This is a redbellied snake found by enthusiastic 3rd grades while hiking to our vernal pools at Elms. They are most common in or around the margins of wetlands.
They can be 4 - 10 in (10 - 25 cm) long and their color is variable but you will know one when you see one because of the diagnostic orange to red underbelly.
They feed nearly exclusively on slugs.
It took some sharp eyes to spot this bull frog that was almost entirely concealed by leaves and pine needles. It snuggled down in the mud because the previous night had near freezing temperatures and frogs don’t have fur to keep them warm. It was discovered by Mrs. Lee and her 1st grade class not far from the vernal pools at Elms. I think the students were surprised by the size of him.
Want to learn more about hibernating frogs?
Can you spot the frog?
Five bluebird eggs found in abandoned nest box at Elms May 31, 2012.
We do not know why these eggs were abandoned. Did something scare her away? We do know however, that bluebirds can have two to four broods a year. So, she probably stared another nest elsewhere. Bluebirds typically nest between March and August here in the Northeastern United States.
Fifty (more or less) rhinoceros beetles (Xyloryctes jamaicensis) found at Elms! The males with the big horns are particularly amazing looking. The adults can fly. Perhaps you have seen one come to your porch light.
Students holding the Rhino beetles!
Seventh grade students working in the Elms native plant nursery were thrilled to found lots and lots of these impressive beetles in the pots with our ash trees. The adult beetles feed on ash tree foliage and the larvae feed on the roots of ash as well as decaying organic matter. We are unsure if our ash trees will survive such a large infestation. Oct. 2012.

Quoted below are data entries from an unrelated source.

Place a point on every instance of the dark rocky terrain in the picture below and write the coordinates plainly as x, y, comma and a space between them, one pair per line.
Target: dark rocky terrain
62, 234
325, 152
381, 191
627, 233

Smooth earth snakes (Virginia valeriae) grow to be 7 to 10 inches (18-25.4 cm). They are most often found hiding beneath logs, leaf litter, or other debris and eat earthworms and soft-bodied insects. This species is viviparous, giving live birth to as many as 14 little snakes in the late summer.
This snake was discovered in one of the native plant demonstration gardens at Elms. Some visiting 7th graders enjoyed the find. Oct. 15th 2012.
The imperial moth Eacles imperialis is quite impressive as both a caterpillar and a moth.
Unlike anything they had seen before.
Caterpillars will eat sweetgum, birch, elm, sassafras, pine, sycamore and many other trees.
Two 7th grade students were surprised to find this critter while trying to identify a sweetgum tree at Elms September 2012.